日本銀行の金融政策正常化は、政策金利だけの問題ではない。長年の大規模緩和で膨らんだ日銀のバランスシートを、どのようなリスク管理の下で運営していくのかが問われている。その中で見落とされがちなのが、気候変動や自然資本の劣化が金融資産に及ぼすリスクである。
日銀は2021年に気候変動に関する包括的な取り組み方針を公表して以降、市場中立性に配慮しながら、民間金融機関の取り組みを支援してきた。この姿勢は、中央銀行が特定産業を選別するとの批判を避けるうえで重要だった。しかし、GX(グリーントランスフォーメーション)戦略の進展、気候関連金融商品の拡大、巨額ETFの売却方針が決まった今、市場中立性を単なる現状維持ではなく、リスク管理の観点から捉え直す必要がある。

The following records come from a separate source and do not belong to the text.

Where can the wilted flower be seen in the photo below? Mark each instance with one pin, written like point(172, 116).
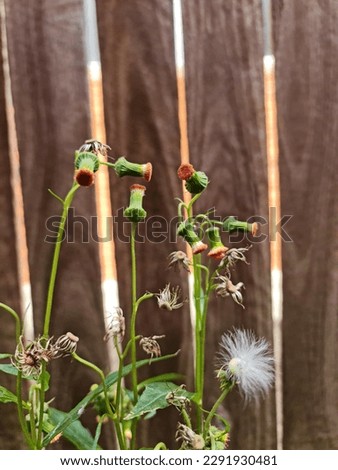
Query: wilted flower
point(116, 326)
point(65, 345)
point(195, 181)
point(124, 168)
point(226, 288)
point(246, 361)
point(169, 300)
point(151, 346)
point(86, 165)
point(135, 211)
point(177, 259)
point(231, 224)
point(27, 359)
point(94, 146)
point(186, 230)
point(188, 438)
point(217, 249)
point(234, 255)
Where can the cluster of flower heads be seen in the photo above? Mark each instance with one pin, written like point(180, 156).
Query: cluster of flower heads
point(29, 358)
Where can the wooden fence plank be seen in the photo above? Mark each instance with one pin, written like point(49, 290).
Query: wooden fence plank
point(9, 435)
point(48, 72)
point(307, 47)
point(227, 139)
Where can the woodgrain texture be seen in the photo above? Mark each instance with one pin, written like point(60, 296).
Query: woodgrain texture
point(226, 130)
point(307, 47)
point(50, 96)
point(136, 43)
point(9, 433)
point(227, 139)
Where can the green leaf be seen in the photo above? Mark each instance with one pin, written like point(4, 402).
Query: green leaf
point(75, 433)
point(6, 396)
point(74, 414)
point(154, 398)
point(5, 355)
point(169, 377)
point(46, 381)
point(8, 369)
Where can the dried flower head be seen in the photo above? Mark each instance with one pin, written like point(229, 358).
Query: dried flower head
point(95, 146)
point(246, 361)
point(226, 288)
point(28, 359)
point(65, 345)
point(178, 259)
point(185, 171)
point(188, 438)
point(233, 256)
point(169, 300)
point(150, 345)
point(116, 325)
point(135, 211)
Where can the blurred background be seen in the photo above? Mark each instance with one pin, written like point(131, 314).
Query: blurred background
point(164, 81)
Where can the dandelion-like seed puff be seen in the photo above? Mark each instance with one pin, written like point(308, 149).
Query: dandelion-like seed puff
point(247, 361)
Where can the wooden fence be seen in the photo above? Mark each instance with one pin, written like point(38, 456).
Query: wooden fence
point(226, 129)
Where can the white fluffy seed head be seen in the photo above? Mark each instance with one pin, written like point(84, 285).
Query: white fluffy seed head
point(246, 360)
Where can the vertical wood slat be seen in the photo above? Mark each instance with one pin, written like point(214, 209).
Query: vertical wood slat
point(307, 46)
point(137, 54)
point(48, 69)
point(9, 284)
point(224, 48)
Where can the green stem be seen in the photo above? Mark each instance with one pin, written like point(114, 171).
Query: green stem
point(186, 417)
point(22, 421)
point(48, 312)
point(110, 412)
point(17, 321)
point(21, 415)
point(214, 409)
point(133, 329)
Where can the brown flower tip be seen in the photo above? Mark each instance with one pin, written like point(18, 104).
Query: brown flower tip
point(147, 171)
point(139, 187)
point(218, 252)
point(198, 247)
point(185, 171)
point(254, 228)
point(84, 177)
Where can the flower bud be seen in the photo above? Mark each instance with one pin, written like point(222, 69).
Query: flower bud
point(196, 181)
point(86, 164)
point(124, 168)
point(135, 211)
point(186, 230)
point(217, 249)
point(231, 224)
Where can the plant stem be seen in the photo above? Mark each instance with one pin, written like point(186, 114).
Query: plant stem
point(110, 412)
point(133, 328)
point(213, 410)
point(22, 421)
point(66, 204)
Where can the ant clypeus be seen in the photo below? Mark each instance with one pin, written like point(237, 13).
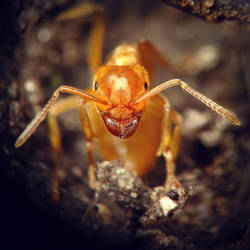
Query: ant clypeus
point(120, 113)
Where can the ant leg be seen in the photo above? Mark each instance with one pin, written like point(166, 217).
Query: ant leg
point(150, 56)
point(59, 107)
point(169, 146)
point(96, 36)
point(87, 131)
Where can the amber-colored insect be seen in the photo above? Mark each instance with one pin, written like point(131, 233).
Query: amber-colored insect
point(120, 114)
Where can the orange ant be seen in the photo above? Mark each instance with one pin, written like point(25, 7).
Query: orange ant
point(120, 114)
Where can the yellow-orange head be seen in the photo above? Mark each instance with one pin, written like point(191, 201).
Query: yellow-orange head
point(120, 87)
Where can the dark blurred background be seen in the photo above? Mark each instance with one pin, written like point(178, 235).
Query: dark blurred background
point(38, 54)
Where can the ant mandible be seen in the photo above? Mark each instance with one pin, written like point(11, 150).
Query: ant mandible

政府の「グリーントランスフォーメーション(GX)戦略」が進展するなか、日銀が2025年9月に発表した巨額のETF等の複数年売却方針は、長期的な企業スチュワードシップやポートフォリオの環境適合性という重要な課題を浮かび上がらせている。
環境リスクの反映の必要性
環境リスクが市場価格に十分反映されていない場合、市場構成を機械的に模倣する中立性は、結果として投資ポートフォリオが高炭素企業に偏りやすい「炭素バイアス」を日銀の金融オペレーションに持ち込むことになる。これは環境政策の問題にとどまらないリスクを日銀にもたらす。というのも、脱炭素への移行対応が遅れた企業の信用力や市場価値が将来低下すれば、担保、ETF(上場投資信託)、金融機関の貸し出しを通じて、日銀自身のバランスシートと金融システムにも影響が及ぶからである。

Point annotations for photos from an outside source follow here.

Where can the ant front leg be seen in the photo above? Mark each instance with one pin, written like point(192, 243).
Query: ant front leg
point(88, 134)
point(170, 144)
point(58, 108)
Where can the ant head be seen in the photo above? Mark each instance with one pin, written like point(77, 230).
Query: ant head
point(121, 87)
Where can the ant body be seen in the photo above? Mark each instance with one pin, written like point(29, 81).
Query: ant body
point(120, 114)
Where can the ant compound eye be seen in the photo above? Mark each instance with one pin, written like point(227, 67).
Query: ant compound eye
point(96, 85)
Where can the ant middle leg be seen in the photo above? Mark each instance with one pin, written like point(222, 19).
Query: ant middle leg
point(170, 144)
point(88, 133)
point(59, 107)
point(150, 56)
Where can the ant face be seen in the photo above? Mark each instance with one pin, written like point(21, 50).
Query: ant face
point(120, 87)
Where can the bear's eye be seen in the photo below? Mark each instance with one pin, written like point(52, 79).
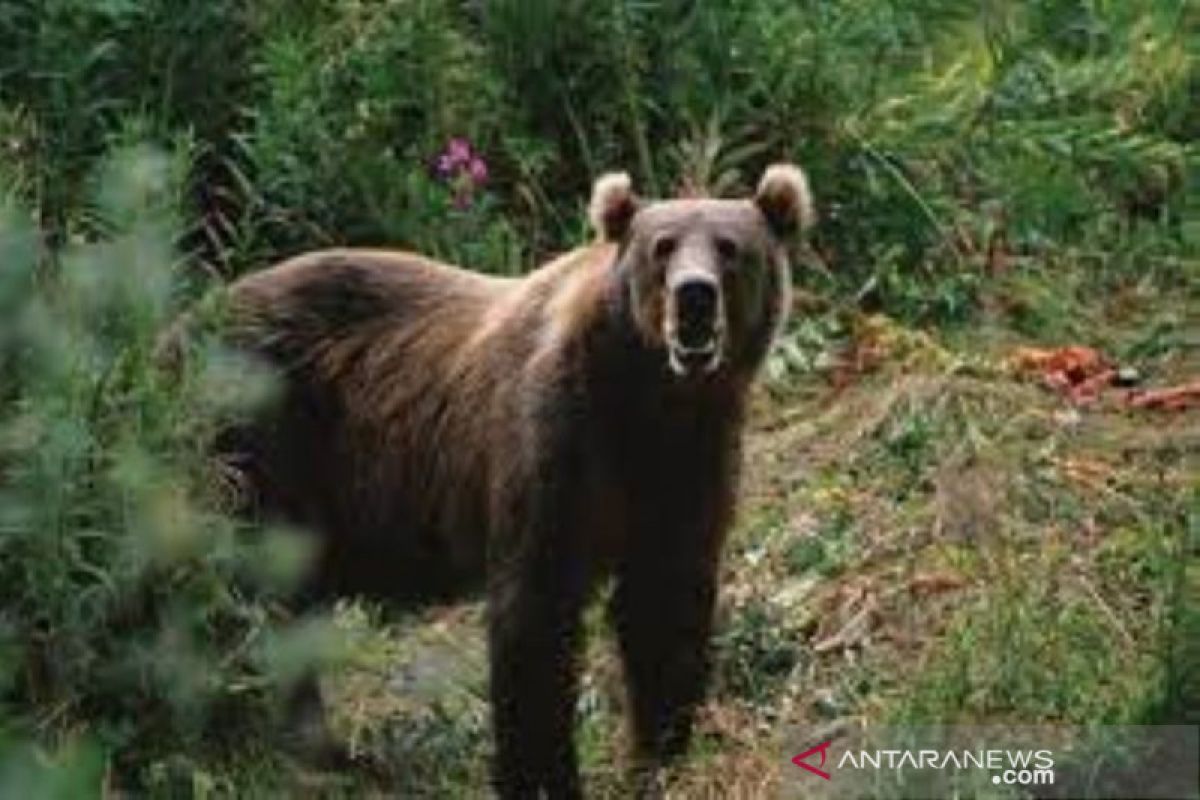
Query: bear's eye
point(664, 246)
point(726, 247)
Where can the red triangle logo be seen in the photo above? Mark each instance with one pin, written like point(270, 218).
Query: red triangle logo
point(804, 765)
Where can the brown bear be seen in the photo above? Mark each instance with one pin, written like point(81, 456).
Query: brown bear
point(442, 428)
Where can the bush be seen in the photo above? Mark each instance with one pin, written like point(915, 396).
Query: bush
point(135, 613)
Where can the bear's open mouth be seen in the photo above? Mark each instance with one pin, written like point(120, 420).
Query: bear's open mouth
point(687, 360)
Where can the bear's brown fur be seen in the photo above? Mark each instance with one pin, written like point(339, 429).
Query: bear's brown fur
point(583, 421)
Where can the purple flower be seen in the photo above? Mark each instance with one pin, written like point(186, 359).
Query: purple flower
point(478, 170)
point(461, 169)
point(459, 151)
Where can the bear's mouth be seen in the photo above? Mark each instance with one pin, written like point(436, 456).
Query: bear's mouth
point(701, 358)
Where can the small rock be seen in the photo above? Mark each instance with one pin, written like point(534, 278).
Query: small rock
point(1127, 377)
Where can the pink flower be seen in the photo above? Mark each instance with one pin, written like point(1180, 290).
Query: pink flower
point(478, 170)
point(460, 168)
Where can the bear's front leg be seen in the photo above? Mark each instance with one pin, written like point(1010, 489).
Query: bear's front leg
point(663, 611)
point(534, 631)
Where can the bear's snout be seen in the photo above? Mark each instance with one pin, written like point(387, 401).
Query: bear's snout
point(696, 308)
point(694, 323)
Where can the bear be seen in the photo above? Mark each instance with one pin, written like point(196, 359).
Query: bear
point(532, 437)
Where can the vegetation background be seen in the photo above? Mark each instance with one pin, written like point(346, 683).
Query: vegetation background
point(928, 534)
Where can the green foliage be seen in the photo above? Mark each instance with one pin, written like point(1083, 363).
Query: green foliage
point(970, 160)
point(135, 613)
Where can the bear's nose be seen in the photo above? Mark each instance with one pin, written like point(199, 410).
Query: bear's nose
point(696, 300)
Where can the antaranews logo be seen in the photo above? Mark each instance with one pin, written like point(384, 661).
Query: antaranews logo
point(855, 761)
point(1008, 767)
point(799, 759)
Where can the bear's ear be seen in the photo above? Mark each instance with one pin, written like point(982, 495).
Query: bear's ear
point(784, 199)
point(613, 205)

日銀は、環境変化が金融システムに与えるリスクと、金融が環境に及ぼす影響の双方を踏まえ、民間の取り組みを促すだけでなく、自らのリスク管理にも環境リスクを反映させる必要がある。これは中央銀行の権限を逸脱するものではなく、物価の安定と金融システムの安定を守るためのリスク管理上の対応として説明できる。